An Efficient Gradient Based Modified Cuckoo Search Optimization with Dynamic Levy Flight (MCSO-DLF) Algorithm for Breast Cancer Detection

Abstract

Purpose of Study: This study evaluates the Gradient-Based Dynamic Levy Flight Cuckoo Search Optimization (MCSO-DLF) for breast cancer detection and compares it to six established optimization algorithms. The goal is to determine if MCSO-DLF offers higher accuracy and computational efficiency for optimizing diagnostic models. Methodology: The study compares MCSO-DLF with PSO, GA, ACO, SA, DE, and ABC using the Breast Cancer Wisconsin dataset. The algorithms are evaluated based on accuracy, convergence speed, and efficiency.

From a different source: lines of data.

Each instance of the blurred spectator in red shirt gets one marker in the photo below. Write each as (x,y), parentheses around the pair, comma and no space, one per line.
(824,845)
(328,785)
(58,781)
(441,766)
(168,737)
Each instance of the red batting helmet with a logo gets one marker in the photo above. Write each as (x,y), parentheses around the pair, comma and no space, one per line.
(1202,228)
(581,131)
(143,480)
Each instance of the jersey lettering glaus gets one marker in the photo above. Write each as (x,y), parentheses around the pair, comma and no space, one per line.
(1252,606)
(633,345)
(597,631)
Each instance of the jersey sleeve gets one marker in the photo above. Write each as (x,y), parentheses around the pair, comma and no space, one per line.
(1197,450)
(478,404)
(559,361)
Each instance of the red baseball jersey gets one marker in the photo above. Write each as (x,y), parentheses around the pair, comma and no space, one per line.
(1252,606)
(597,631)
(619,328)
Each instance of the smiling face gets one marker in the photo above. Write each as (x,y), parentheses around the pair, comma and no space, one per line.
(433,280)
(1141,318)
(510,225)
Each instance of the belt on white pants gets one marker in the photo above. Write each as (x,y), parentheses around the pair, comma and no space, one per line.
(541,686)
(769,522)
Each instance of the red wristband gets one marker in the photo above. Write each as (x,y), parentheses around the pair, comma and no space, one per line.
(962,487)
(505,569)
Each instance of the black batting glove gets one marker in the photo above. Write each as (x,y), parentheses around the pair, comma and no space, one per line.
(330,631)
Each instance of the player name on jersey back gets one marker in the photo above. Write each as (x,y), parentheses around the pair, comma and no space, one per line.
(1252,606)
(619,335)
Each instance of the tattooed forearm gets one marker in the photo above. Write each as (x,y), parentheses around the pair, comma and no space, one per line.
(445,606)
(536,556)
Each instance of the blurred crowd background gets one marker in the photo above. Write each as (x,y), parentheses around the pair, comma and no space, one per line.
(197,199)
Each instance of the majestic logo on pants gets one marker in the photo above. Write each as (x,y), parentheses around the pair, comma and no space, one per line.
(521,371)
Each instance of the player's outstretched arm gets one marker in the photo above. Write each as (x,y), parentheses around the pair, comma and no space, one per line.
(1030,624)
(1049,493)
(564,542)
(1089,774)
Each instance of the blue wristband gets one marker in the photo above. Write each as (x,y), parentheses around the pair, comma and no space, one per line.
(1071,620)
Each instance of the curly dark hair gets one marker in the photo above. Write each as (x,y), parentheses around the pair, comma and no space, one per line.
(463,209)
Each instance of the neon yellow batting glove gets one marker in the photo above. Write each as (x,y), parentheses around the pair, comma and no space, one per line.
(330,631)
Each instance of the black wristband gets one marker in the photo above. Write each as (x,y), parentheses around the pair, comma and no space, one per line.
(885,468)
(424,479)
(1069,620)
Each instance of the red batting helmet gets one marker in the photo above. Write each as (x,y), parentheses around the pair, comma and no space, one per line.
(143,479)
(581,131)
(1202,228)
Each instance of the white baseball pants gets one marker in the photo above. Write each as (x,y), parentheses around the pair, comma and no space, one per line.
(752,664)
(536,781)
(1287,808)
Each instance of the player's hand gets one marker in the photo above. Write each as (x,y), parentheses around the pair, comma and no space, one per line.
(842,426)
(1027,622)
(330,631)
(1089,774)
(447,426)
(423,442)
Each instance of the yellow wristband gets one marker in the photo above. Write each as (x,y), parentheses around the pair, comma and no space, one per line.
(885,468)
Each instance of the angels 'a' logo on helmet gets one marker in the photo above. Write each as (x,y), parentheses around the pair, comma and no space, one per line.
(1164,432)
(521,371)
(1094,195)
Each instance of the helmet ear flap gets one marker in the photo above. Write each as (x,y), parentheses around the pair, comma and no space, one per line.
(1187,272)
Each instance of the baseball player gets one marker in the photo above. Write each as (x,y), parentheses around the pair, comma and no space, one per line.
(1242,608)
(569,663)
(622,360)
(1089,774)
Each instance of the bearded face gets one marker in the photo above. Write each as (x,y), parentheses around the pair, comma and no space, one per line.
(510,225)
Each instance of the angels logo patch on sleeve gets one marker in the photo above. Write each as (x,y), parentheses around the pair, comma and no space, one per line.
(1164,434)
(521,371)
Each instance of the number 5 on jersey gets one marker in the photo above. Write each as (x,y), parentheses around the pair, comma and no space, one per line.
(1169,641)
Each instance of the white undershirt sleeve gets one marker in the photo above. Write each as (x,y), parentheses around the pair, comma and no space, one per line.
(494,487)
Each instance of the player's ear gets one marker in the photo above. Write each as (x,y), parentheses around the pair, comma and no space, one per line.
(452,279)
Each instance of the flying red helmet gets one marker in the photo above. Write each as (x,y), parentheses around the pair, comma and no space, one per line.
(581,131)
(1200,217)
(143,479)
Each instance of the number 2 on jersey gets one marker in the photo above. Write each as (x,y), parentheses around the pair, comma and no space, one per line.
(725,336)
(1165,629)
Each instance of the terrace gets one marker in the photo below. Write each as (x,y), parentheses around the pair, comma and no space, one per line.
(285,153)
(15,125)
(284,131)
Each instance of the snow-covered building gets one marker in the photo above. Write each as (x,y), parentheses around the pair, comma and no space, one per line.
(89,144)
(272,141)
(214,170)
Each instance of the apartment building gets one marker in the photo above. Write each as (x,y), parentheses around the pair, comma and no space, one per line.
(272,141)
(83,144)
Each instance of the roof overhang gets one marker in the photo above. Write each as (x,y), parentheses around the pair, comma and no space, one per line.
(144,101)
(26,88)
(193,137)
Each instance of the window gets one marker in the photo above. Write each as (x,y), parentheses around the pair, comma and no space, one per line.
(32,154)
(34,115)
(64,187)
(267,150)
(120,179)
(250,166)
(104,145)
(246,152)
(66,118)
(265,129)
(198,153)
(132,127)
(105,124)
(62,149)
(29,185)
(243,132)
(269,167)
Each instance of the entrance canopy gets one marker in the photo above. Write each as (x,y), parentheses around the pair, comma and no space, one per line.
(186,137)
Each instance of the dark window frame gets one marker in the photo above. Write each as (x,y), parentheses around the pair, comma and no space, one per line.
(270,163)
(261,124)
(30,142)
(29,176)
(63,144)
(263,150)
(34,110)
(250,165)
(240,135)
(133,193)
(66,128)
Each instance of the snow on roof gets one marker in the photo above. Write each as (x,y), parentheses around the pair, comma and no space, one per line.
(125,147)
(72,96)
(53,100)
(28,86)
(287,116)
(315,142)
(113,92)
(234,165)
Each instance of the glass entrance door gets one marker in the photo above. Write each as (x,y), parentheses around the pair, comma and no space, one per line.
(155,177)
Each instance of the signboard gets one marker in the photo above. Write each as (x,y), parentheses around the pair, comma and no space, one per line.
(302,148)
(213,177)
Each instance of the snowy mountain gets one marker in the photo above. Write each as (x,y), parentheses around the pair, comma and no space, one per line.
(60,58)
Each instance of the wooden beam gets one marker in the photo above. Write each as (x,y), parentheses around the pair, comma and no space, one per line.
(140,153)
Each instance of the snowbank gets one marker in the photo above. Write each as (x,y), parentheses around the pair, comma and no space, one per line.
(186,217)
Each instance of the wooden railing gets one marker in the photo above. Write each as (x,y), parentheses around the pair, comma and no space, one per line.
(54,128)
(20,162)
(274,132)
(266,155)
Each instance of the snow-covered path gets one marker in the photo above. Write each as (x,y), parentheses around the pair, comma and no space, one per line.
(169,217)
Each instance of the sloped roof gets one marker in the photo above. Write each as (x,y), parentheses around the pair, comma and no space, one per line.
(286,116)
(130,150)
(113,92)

MCSO-DLF uses dynamic Levy flight and gradient-based optimization to improve solution quality. Main Findings: MCSO-DLF achieved the highest accuracy (0.9912) and fastest computation time (65.94 seconds), outperforming all other algorithms. This demonstrates its effective balance between exploration and local solution refinement. Implications: MCSO-DLF significantly improves accuracy and speed, offering potential advancements in breast cancer detection systems, leading to better patient outcomes and more efficient healthcare. Novelty of Study: This study introduces MCSO-DLF as a novel hybrid optimization method that combines gradient-based optimization with dynamic Levy flight, outperforming traditional algorithms in complex medical diagnostics.